To incorporate these complexities in the model, we separated the twin pairs depending on the average genetic similarity genome wide (1 for MZ, 0.5 for DZ), genetic similarity at the locus based on the Identity By Descent (IBD) status in the cis region surrounding the gene, and the genetic similarity of the eQTL based on the IBS status at the eQTL locus. We estimated the correlations of the ASE phenotype for each category of twins and modeled these correlations as a function of six variance components (see methods).These components represent the proportions of variance in ASE that could be explained by environmental variation, by the top eQTL, by other variants in cis, by variants in trans, and by genetic interactions. As recombination is unlikely to have occurred within the cis window, cis epistatic interactions are generally not broken up within twin pairs and thus their contribution to variance is effectively additive. Instead we looked at calculating the proportion of variance explained by cis-trans interactions. We found that the heritability (the sum of all the genetic components, eQTL + cis + trans + interactions) of ASE ranges from 62% to 88% (Figure 2). The effect of the best cis eQTL per gene accounts for 26% to 46% of the variance on ASE. That means that nearly half of the heritability of ASE is due to a common ciseQTL. The remaining is due to other genetic effects in cis (11% to 22% of the ASE variance) and genetic interaction effects (11% to 29% of the ASE variance). As expected by the biological assumptions, we did not observe significant additive trans effects. We found a significant effect of the shared environment only in blood (11% of the ASE variance). That could be due to the fact that blood is more heterogeneous than the other tissues, with variable proportions of different cell types in individuals and shared environment affecting the counts of different cell types. In the shared environment component we are likely picking up cell-type specific effects. We used 1000 bootstrap permutations to calculate confidence intervals of our variance components estimates (Figure 2). This approach is robust to different coverage thresholds and the presence of several ASE sites in the same gene (Supplementary Figs. 2 and 3). In summary, the main causes of ASE are genetic variants in cis, as expected, but between 38% and 49% of the variance in the ASE ratio is due to genetic interactions and environmental factors.
Our variance components model shows that genetic effects do not explain all the observed variance in ASE and that environmental factors can have an effect on ASE. Given the nature of the ASE which, contrary to total gene expression, is internally controlled, these environmental effects should be mainly mediated by true biological mechanisms mediated by epigenetic mechanisms and much less likely by technical and experimental effects. However, environmental/epigenetic effects alone cannot create allelic imbalance as ASE is averaged over a large population of cells so stochastic effect are equally distributed between the two alleles; to observe ASE a cisDNA sequence effect is required. We therefore postulated the existence of gene × environment (G×E) interactions affecting ASE.
To identify cases of G×E we used an analysis inspired by the classical discordant MZ twins analysis8-10. We defined the phenotype as the absolute difference in measured ASE between MZ twins, and looked for SNPs around the ASE site that were associated with this phenotype. Significant associations suggest the influence of environmental factors affecting ASE in a genotype dependent manner. After multiple testing correction, we found evidence of G×E in fat and LCLs but not conclusive results in skin and blood (Supplementary Table 2, Supplementary Table 3, Supplementary Table 4 and Supplementary Table 5). One of the top hits in LCLs is the Epstein-Barr virus induced 3 gene (EBI3) (Figure 3 and Supplementary Fig. 4). That means that ASE at the EBI3 gene depends on the interaction of cis genetic variants and an environmental factor likely, in this case, to be related to the transformation process of the B cells with EBV. The two top hits in fat are ADIPOQ and ACSL1, two genes that code for Adiponectin and Long-chain-fatty-acid—CoA ligase 1 proteins respectively (Figure 3 and Supplementary Fig. 4).
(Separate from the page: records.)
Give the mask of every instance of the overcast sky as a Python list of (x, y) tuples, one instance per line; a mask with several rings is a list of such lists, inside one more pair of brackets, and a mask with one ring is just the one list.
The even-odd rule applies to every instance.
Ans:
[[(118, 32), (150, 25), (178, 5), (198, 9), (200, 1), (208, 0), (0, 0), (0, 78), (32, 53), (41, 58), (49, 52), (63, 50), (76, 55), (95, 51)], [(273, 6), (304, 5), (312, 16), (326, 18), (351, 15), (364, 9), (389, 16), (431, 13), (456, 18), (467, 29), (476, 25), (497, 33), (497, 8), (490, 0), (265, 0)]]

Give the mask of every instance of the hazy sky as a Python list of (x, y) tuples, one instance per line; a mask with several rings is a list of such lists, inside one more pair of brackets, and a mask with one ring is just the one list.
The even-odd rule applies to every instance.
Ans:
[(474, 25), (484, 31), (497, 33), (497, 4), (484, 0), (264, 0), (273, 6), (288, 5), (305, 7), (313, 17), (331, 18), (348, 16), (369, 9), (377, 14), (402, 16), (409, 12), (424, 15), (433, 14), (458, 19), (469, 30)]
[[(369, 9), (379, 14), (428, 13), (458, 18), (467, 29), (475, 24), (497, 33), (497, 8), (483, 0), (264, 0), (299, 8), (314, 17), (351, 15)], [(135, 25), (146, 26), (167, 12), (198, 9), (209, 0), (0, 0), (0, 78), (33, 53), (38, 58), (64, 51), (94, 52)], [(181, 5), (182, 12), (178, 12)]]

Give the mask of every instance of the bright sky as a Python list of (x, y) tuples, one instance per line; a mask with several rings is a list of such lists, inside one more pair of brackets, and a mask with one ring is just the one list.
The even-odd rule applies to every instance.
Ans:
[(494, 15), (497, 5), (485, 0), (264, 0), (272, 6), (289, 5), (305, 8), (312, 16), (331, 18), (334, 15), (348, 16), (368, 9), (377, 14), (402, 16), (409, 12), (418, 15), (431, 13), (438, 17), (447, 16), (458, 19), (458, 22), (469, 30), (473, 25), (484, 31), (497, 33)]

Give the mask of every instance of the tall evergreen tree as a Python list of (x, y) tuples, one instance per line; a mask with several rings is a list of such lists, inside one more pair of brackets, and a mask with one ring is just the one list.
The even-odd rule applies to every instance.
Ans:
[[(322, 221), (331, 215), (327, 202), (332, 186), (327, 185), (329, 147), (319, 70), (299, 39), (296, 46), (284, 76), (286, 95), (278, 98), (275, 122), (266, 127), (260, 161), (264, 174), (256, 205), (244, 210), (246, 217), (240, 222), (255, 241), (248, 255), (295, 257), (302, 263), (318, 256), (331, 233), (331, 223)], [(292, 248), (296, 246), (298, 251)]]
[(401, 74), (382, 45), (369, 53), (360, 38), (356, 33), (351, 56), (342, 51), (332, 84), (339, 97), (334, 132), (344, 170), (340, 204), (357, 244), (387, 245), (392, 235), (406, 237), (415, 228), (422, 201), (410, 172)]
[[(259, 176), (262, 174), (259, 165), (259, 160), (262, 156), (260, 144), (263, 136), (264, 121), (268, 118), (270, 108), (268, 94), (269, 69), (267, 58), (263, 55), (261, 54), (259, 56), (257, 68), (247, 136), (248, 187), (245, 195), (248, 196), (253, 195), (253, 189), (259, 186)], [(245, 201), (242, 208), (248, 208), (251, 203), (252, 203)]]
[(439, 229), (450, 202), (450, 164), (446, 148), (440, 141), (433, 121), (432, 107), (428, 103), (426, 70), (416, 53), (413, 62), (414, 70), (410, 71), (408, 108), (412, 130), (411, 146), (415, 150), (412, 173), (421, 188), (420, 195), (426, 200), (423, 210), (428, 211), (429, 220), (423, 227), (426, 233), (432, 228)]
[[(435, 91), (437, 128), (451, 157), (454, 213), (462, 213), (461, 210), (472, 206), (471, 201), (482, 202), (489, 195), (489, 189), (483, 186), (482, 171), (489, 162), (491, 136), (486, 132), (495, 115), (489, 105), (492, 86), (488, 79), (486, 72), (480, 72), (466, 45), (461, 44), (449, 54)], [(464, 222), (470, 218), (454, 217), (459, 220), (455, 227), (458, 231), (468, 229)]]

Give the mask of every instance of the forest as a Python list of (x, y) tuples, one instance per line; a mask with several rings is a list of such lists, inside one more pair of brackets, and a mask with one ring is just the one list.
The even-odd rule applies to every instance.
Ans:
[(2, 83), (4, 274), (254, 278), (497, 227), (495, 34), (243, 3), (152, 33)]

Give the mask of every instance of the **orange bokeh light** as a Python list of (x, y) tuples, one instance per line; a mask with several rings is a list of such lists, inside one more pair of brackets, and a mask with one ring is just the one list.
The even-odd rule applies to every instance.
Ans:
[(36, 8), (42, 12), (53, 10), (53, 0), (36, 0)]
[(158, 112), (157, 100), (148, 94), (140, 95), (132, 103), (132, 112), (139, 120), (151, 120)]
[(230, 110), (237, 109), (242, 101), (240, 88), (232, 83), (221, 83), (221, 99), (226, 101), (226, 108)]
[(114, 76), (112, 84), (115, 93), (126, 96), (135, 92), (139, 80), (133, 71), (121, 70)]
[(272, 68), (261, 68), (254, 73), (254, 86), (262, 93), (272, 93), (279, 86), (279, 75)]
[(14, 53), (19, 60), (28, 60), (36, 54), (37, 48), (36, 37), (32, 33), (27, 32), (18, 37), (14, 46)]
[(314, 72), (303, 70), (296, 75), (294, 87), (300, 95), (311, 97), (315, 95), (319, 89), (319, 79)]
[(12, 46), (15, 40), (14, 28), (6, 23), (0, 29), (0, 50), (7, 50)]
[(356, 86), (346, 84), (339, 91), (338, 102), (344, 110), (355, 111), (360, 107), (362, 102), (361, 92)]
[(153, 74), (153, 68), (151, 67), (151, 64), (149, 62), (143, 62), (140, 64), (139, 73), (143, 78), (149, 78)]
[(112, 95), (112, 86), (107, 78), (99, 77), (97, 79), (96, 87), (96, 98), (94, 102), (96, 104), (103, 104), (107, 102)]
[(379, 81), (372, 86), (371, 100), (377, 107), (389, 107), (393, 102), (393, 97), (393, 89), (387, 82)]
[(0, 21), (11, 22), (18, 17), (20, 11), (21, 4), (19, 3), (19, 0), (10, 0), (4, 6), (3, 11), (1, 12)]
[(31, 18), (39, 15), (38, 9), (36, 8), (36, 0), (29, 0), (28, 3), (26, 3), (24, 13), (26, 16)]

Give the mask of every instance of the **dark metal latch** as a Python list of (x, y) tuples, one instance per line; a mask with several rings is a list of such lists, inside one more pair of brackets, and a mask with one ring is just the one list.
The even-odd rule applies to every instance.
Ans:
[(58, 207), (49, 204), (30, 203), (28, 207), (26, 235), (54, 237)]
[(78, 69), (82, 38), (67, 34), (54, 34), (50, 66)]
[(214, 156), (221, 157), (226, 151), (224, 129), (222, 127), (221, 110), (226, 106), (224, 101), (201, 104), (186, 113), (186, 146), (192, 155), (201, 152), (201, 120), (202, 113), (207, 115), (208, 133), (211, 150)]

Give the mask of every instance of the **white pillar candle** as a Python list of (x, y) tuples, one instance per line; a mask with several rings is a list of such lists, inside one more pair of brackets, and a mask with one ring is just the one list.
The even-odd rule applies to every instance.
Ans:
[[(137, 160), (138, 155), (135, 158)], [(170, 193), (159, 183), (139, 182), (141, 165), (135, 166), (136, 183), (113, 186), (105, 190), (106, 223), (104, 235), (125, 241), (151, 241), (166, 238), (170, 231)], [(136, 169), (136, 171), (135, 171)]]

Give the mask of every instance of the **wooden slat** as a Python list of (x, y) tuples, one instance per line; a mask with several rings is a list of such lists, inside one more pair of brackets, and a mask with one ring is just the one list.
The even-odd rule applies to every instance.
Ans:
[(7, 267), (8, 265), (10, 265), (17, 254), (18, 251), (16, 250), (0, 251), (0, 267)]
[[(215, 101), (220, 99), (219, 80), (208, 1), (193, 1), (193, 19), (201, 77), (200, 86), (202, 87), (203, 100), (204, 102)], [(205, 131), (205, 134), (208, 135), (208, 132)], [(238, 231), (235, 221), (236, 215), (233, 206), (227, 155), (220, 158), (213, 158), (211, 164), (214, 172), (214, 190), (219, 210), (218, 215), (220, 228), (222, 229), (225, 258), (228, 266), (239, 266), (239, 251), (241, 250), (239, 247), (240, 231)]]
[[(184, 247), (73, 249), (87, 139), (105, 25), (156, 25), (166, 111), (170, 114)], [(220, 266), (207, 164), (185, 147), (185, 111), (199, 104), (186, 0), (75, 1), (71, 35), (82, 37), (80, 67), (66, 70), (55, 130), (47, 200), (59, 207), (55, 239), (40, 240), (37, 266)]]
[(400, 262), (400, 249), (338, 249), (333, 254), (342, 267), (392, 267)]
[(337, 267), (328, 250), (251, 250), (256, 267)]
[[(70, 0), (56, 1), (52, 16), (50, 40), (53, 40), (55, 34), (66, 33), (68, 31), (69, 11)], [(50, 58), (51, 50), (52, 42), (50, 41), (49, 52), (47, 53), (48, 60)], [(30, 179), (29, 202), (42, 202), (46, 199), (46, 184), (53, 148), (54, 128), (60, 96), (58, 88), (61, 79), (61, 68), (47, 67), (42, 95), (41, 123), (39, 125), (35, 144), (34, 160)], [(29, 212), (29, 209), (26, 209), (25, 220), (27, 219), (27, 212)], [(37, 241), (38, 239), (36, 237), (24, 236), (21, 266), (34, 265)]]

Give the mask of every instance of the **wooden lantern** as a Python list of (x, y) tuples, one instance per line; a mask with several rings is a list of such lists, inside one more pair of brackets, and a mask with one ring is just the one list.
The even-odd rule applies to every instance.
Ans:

These two proteins are functionally related: both participate in the gene ontology biological processes ‘response to fatty acid’ and ‘response to nutrient’, and both are known to be regulated by environmental factors such as diet and exercise in a genotype dependent manner11-14. Attempts to link it to environmentally affected phenotypes (BMI, glucose levels, insulin levels) did not show any significant associations, which is not surprising since these are phenotypes affected by the environment and not direct environmental measures. The analysis above suggests that environment can modulate the effect of SNPs on gene expression.
In conclusion, these results show a complex genetic architecture for cis-regulation of gene expression measured through ASE. We propose a model where the allelic imbalance in expression (ASE) requires genetic variability in cis, however, the magnitude of the ASE effect depends on trans genetic and environmental factors that interact with the cis genetic variants (Supplementary Fig. 1-B and Supplementary Fig. 1-C). Examples of interactions between cis and trans genetic variants affecting gene expression have been described recently4. Here we provide a global quantification of the magnitude of these effects. About 38% to 49% of the variance of the observed ASE is not explained by additive genetic effects. This means that a substantial amount of the variance observed in ASE, and therefore in genetic regulation of gene expression, is due to G×G and G×E interactions. It is worth noting that our results show no additive trans effects on ASE. This does not mean that there are no additive trans effects affecting gene expression; it means that the trans effects affecting ASE are not additive. We found an example of G×E interaction on gene expression that has been widely described in the literature (Adiponectin), supporting the validity of our approach. However, the limitation on power due to the sample size prevented us discovering specific associations in most other cases. Allelic gene expression is the molecular phenotype closest to the action of genetic variation. The presence of widespread G×G and G×E interactions affecting this phenotype implies that G×G and G×E can be important in other complex phenotypes, including diseases. The proposed model has implications for the interpretation of the effect of GWAS genetic variants on complex diseases. About 80% of the GWAS signals are estimated to be regulatory variants. The search for G×G and G×E interactions conditioning on relevant biological models rather than whole genome agnostic searches is likely to recover a substantial fraction of genetic and non-genetic variance associated with disease risk.
Online Methods
Sample collection
The study included 856 Caucasian female individuals recruited from the TwinsUK Adult twin registry. Punch biopsies (8mm) were taken from a photo-protected area adjacent and inferior to the umbilicus. Subcutaneous adipose tissue was dissected from each biopsy, weighed and immediately stored in liquid nitrogen. Similarly, the remaining skin tissue was weighed and stored in liquid nitrogen. Peripheral blood samples were collected and lymphoblastoid cell lines (LCLs) were generated by Epstein Barr Virus transformation of the B-lymphocyte component by the European Collection of Cell Cultures agency.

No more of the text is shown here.